Why profit margins are so thin online

Certain segments of retail, such as groceries, were already operating on thin margins long before e-commerce came along. But selling goods online can also bring its own challenges.

For one thing, the visibility of e-commerce makes it easy for consumers to compare prices across retailers, creating intense competition to offer the best deals possible. In the US, prices across Amazon and other online retailers ticked downward for so long it prompted one economist to pose e-commerce as a reason for low inflation in the country.

The costs of fulfilling orders and handling returns—what retailers call reverse logistics—can also be high. Shoppers have come to expect fast, inexpensive shipping, placing the financial burdens of delivery largely on the shoulders of retailers. Target has said it’s about 90% cheaper on average when a customer picks up an online order in one of its stores versus Target shipping the item to their home.

Returns compound the costs, and they occur more frequently with online purchases. Return rates vary by category, but in the case of clothing, shoppers may even buy multiple items with the intent of returning most.
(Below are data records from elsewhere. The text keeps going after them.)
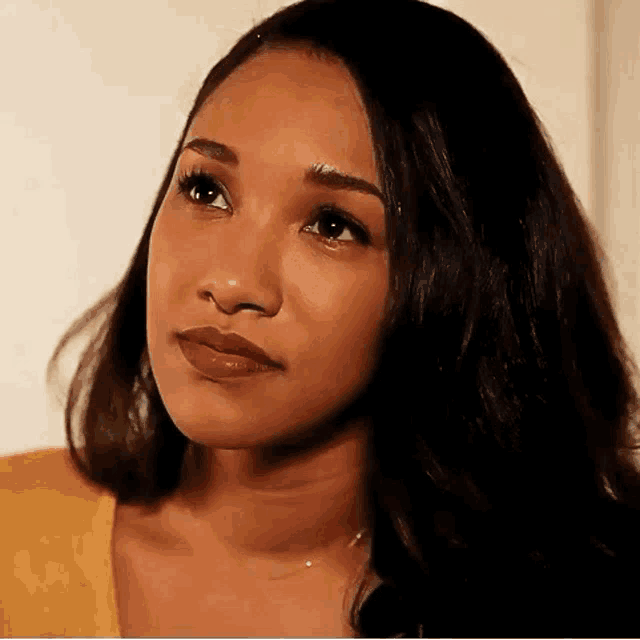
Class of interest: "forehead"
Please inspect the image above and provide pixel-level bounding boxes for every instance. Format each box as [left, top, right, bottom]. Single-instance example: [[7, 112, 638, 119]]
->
[[187, 49, 376, 186]]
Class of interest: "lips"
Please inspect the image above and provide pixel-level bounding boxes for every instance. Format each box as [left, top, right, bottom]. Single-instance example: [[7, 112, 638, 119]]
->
[[177, 326, 284, 379]]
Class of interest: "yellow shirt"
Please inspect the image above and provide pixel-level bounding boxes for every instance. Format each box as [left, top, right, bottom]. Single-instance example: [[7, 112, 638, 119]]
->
[[0, 449, 121, 637]]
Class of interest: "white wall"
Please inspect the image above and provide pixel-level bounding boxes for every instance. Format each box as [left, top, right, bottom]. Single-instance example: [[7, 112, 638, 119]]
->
[[0, 0, 628, 455]]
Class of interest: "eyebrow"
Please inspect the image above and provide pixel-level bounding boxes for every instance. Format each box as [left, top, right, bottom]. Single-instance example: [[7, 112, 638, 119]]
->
[[182, 138, 386, 204]]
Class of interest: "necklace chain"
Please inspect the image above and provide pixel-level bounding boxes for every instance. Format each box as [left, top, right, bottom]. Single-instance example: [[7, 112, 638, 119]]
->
[[250, 528, 367, 580]]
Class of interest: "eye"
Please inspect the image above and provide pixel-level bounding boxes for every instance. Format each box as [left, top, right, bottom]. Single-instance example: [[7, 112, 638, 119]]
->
[[178, 171, 231, 211], [305, 207, 370, 245]]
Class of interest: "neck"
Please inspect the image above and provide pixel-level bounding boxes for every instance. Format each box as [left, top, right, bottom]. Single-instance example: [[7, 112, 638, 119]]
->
[[168, 421, 369, 562]]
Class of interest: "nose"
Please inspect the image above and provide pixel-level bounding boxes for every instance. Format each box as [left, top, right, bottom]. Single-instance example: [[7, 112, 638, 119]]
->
[[198, 225, 282, 317]]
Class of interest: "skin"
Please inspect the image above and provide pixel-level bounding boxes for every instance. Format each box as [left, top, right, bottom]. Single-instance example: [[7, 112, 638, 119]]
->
[[142, 50, 389, 596]]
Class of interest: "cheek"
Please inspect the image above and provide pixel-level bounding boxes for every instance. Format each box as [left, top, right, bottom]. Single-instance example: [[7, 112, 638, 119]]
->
[[289, 256, 389, 367]]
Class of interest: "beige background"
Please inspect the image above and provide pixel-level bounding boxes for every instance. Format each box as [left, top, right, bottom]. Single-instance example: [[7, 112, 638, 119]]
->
[[0, 0, 640, 455]]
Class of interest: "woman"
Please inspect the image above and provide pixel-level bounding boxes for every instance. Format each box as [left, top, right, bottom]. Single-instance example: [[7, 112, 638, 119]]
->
[[1, 0, 640, 637]]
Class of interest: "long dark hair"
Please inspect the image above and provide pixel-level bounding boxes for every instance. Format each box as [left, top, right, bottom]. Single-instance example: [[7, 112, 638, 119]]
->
[[48, 0, 640, 637]]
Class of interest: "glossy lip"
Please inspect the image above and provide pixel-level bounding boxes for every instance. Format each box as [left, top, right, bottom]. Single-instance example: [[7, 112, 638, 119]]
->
[[176, 326, 285, 378]]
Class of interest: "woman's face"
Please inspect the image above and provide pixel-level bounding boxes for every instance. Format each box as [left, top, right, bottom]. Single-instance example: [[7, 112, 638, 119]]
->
[[147, 51, 389, 449]]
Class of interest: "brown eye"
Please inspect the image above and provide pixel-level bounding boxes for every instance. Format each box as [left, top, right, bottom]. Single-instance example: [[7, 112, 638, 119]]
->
[[178, 172, 231, 211], [305, 208, 369, 245]]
Every return carries expenses such as shipping, customer care, inspecting and sorting goods, sometimes repackaging and repairing them, storage, and sometimes liquidation. As e-commerce grows, the volume of returns keeps rising.

The study found that purely online retailers tend to run on much slimmer margins than the industry average: 1.4%, versus 5.4% for the total industry. They generally have a different cost structure, and may also make up in growing sales volume and market share what they lack in profits.

Some categories, such as jewelry and furniture, are more insulated from the pandemic-accelerated shift online, according to the study. But retailers of items such as clothing, home goods, and electronics whose businesses are weighted toward store networks will likely need to make invest in building out their digital operations and improving their efficiency, putting even more pressure on their profitability in the near term.